You make an excellent point that using elephant instead of int seems useless. It’s not until you start needing to do slightly more complex things that the usefulness of typedef starts to shine through.
Consider this example, from one of Apple’s headers, NSObjCRuntime.h:
#if __LP64__ || (TARGET_OS_EMBEDDED && !TARGET_OS_IPHONE) || TARGET_OS_WIN32 || NS_BUILD_32_LIKE_64
typedef long NSInteger;
typedef unsigned long NSUInteger;
typedef int NSInteger;
typedef unsigned int NSUInteger;
This code looks at several things that may or may not have been #define’d in other headers, imported above this snippet. Those headers #define the processor architecture of the machine that you’re building for.
Note, though, that we see this #if / #else / #endif. All of these statements that start with the hash symbol (#) are called preprocessor directives, and we won’t worry about them for now. You should be able to guess what these ones in particular do.
This particular set conditionally typedefs NSInteger to be an int or an unsigned int depending on the computer’s processor architecture.
This is because an int can be a 4-byte number or a 2-byte number depending on the computer. The difference can cause all sorts of problems if you’ve used int throughout your program, and then compile it for a different kind of computer where int may no longer be a sufficiently large type to store the numbers you need.

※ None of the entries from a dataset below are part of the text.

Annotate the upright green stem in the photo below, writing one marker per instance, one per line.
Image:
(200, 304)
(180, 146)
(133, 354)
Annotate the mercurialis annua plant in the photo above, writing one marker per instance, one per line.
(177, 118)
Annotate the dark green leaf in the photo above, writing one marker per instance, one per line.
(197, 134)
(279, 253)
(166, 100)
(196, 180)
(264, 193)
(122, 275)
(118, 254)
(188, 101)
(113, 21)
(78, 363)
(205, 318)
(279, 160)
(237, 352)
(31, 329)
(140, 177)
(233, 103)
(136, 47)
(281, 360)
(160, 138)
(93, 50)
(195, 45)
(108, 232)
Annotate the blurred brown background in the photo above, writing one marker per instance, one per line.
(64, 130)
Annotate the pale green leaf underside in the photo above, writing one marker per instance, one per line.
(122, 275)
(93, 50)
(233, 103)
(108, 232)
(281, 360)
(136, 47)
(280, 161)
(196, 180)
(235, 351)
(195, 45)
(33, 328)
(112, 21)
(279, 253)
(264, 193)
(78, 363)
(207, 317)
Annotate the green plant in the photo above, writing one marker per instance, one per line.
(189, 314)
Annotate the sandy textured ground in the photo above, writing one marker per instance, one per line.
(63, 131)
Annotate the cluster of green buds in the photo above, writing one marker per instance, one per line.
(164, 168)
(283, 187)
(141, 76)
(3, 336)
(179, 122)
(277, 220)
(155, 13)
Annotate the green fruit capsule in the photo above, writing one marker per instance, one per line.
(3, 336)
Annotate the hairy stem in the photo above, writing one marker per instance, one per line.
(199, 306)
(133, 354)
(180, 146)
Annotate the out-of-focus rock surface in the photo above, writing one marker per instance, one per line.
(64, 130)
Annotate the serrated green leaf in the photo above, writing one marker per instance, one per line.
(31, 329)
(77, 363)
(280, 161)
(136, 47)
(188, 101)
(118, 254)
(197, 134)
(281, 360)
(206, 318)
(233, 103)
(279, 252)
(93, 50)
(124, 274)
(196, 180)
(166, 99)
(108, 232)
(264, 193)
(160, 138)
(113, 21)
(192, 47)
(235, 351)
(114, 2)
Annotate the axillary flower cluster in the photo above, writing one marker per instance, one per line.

By conditionally using typedef to make NSInteger be either an int or a long int depending on your computer’s architecture, NSInteger becomes a numerical type that you can use safely for almost all architectures, without worrying about whether you might accidentally be compiling for a computer where a normal int isn’t big enough.
The more common uses of typedef are are typically in conjunction with struct and enum declarations, but I wanted to provide this example in hopes that it helps to understand why typedef can be a useful command in and of itself.